P. IFWP: International Forum for the White Paper.  NSI behind the IFWP?? See what we can get consensus on.  Consensus that new organization should be open, democratic, inclusive, transparent, fair….  Meanwhile, Jon makes bylaws for a new organization.  IFWP makes nothing but has lots of meetings.  NSI wrote IFWP community consensus bylaws.  Would Berkman Center introduce as “The Harvard Draft”?  Nope. 

Q. Big meeting planned by NSI: everyone but Jon would come.  Magaziner called Postel and NSI (+ lawyers) and told them to work it out.  (Meeting at Harvard proceeds without them – produces BWG and BWG bylaws). Produced joint bylaws from Jon and NSI.  Called it ICANN – Internet Corporation for Assigned Names and Numbers.  Magaziner gives it to ICANN  but says they have to make BWG happy by adding a membership. 

R. Jon dies.  Now U.S. government has no one to whom to say yes.  Joe Sims (Jon’s lawyer) filed the bylaws and named the Board.  They picked a chair (Esther Dyson) and then named Joe Sims ICANN’s lawyer.  They met in Cambridge, hosted by Berkman Center. 

S. Problems with DNS:

-       NSI has too much power/money, others want in.  DoC talks to them and creates a distinction between registries and registrars.  Registry actually keeps the list.  Registrars actually talk to people and then register the name with the registry.  Fee down to $18 for names (when registrar pays registry).  Registrars can charge any amount they want. (NSI is both Registry and a Registrar.  They add a bunch of new registrars). 

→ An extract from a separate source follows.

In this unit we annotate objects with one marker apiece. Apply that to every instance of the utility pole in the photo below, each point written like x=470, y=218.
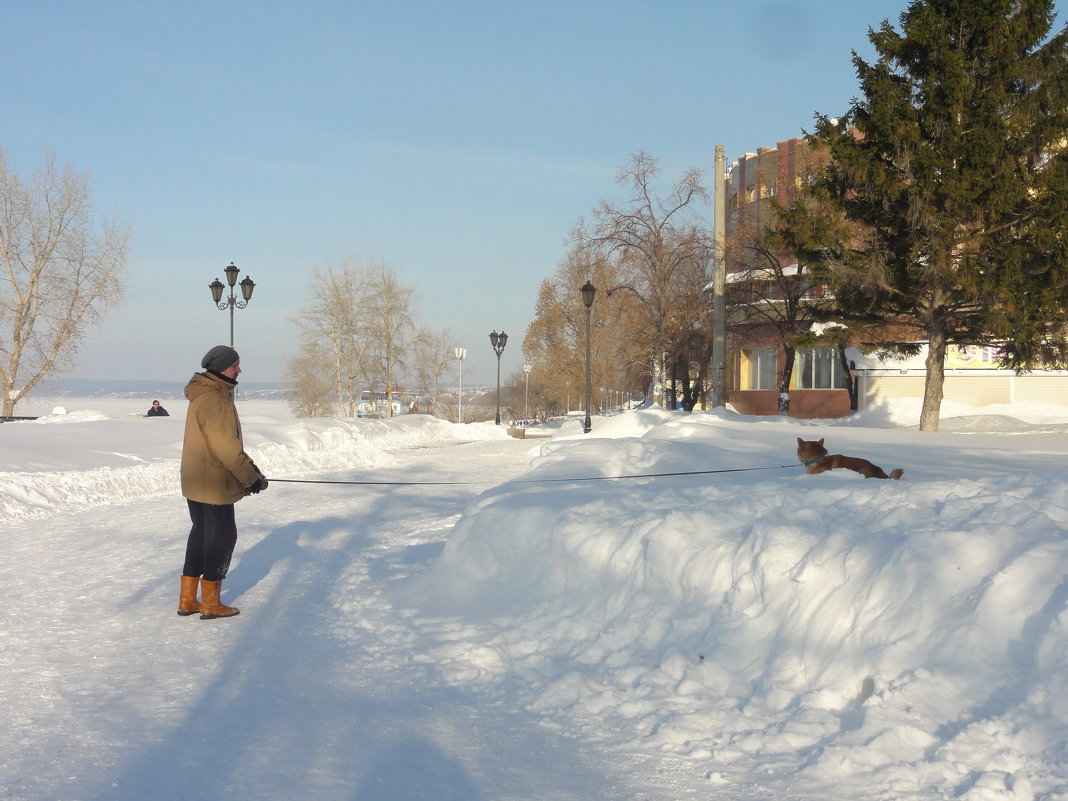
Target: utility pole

-       ICANN comes to oversee the agreements instead of the U.S. gov’t.  (U.S. gov’t control annoyed other countries.) 

-       Cybersquatting – ICANN establishes the UDRP (uniform dispute resolutions policy).  By registering a domain name you agree to the UDRP arbitration procedure to settle disputes about this.  No specific jurisdiction.  Based on contract. 

-       Expanding the namespace – many countries taking generic registrations.  Some new TLDs approved.  Proposals and $50,000 taken and 7 new tlds added.  

III. Questions:

 A. ??: Who got .info?

-       Afilias (owned by NSI and Register.com).  Other companies got other ones. 

-       Sunrise period so that TM owners could get in line first.  People claimed copyright in words like “earth” and “science”.  People outraged.  Now you can challenge the sunrise registrations. 

 B. ??: How do new registrars make money?

-       They charge a markup.  But some of them don’t.  It’s a bad business. 

-       NSI has to actually has to pay the wholesale price to themselves.  (Actually they had to split into two companies, at least officially). 

C. ??: Is a registrar obligated to renew the contract after two years?  Can they auction it off? 

-       They aren’t allowed to do that sort of thing.  It is all in the contracts.  Much of it hasn’t been tested. 

-       John P: NSI supports auctions so that if you want to auction your name, you can put it into an auction directly after buying it or if a registered name becomes unregistered. 

D. ??: Is NSI a public company? 

-       Used to be owned by SAIC.  Made 20% of it public.  Made lots.  Then they got bought by Verisign.  Verisign is publicly traded. 

E. Jake Shapiro: What happened to membership? 

-       There is still nothing much doing.  There are 5 “At Large directors” on the board, elected online (the African director by only ~63 votes)

-       A lot of people continue to fuss about it. 

-       ICANN doing a study to see whether membership should still exist. 

IV. What is governing the Internet?  Who is in control?  How should it be governed? 

A. Engineers deciding on technical merits no longer works when there are policy issues. 

B. ICANN “technical coordination” of the Internet.